The follow-up to Under the Big Black Sun avoids the sophomore slump by digging deeper into the history of L.A. punk
- More Fun in the New World: The Unmaking and Legacy of LA Punk, John Doe & Tom Desavia
- June 4 2019, Penguin Random House
One of the most surprising things about More Fun in the New World: The Unmaking and Legacy of L.A. Punk is its inclusion of such diverse narrators as Louie Pérez, of the Chicano rock band Los Lobos. However, as the drummer writes in one chapter of the book, “Los Lobos were not the first band to cross the L.A. River to mix it up with the punk rockers and swift-haired New Wavers.”
An oral history comprised of recollections from a broad cast of characters, More Fun in the New World was compiled by John Doe of the band X and his collaborator Tom DeSavia, a music business veteran. It’s a haphazard chronicle of the Los Angeles punk movement during the years 1982-1987. Chronologically speaking, the mid-eighties are the logical sequel to Under the Big Black Sun, the 2016 book that covered the scene’s formative period, from 1977-1982. These six years are also the perfect window from which to watch the scene’s influence play out as it diverges into various iterations, ranging from the aggressive sub-styles now associated with the genre—like hardcore and crossover thrash—to mellower, roots-based offshoots like rockabilly and cowpunk.
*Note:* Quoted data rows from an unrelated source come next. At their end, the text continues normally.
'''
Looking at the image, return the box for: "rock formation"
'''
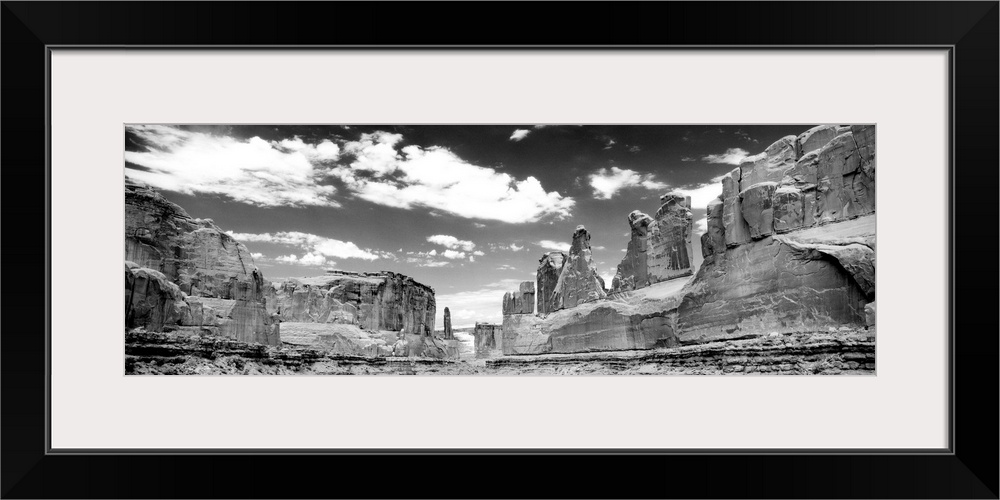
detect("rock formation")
[502,281,535,315]
[473,323,503,358]
[551,226,607,310]
[676,125,876,343]
[612,193,693,293]
[264,270,436,336]
[536,252,566,315]
[498,124,876,356]
[124,179,277,345]
[443,307,453,340]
Effectively a sequel, More Fun in the New World rides the coattails of Under the Big Black Sun, following the Grammy-nominated first book’s formula to a tee: lyrics and conversations are slipped in between long-winded narratives (read by the authors themselves in the audiobook version). Even the title is based on another X album, this time from 1983. Narrators such as Social D’s Mike Ness and members of Fishbone add a little fresh blood to a cast of returning contributors that includes Black Flag’s Henry Rollins, The Blasters’ Dave Alvin, Jack Grisham of TSOL, and Jane Weidlin and Charlotte Caffey of the all-women new wave group The Go-Go’s, which also had roots in the scene. X’s Doe and his bandmate (and then-partner) Exene Cervenka—often thought of as the godparents of L.A. punk—preside on the book’s cover. But More Fun in the New World is less concerned with that epoch than with what came after it.
In a nod to the second-string players and fans who helped shape the movement just as much as the A-listers, More Fun in the New World features figures who were less prominent. For example, Pleasant Gehman—writer, singer of the Screamin’ Sirens, and general scenester—narrates a chapter focused on the diaspora of punk veterans to alt-country, starting with the women who felt unsafe in the increasingly violent and misogynistic ethos of the pre-riot grrrl era.
In other chapters, we hear how the music and aesthetic of L.A. punk informed the careers of nonmusicians like pro-skater Tony Hawk and Shepard Fairey, the artist now known for his Obey Giant and Obama “Hope” designs. They both write about the connection to the skate scene—punk’s “partner in visceral rebellion,” writes Fairey. He goes on to discuss how the rough-hewn DIY vibe informed his artistic sensibilities and galvanized his desire to create at any cost. “Feeling,” Fairey says, can be “more important than virtuosity.”
It’s a sentiment that rings true throughout the book. More Fun in the New World is tangential and self-aggrandizing. It feels largely unedited and unsubstantiated. These are tales to be taken with a grain of salt—especially considering the rampant substance abuse that gripped the L.A. music community and inevitably influenced many of the memories presented here. However, that’s exactly why you should read a book like this: to hear what happened, in all its unrefined glory.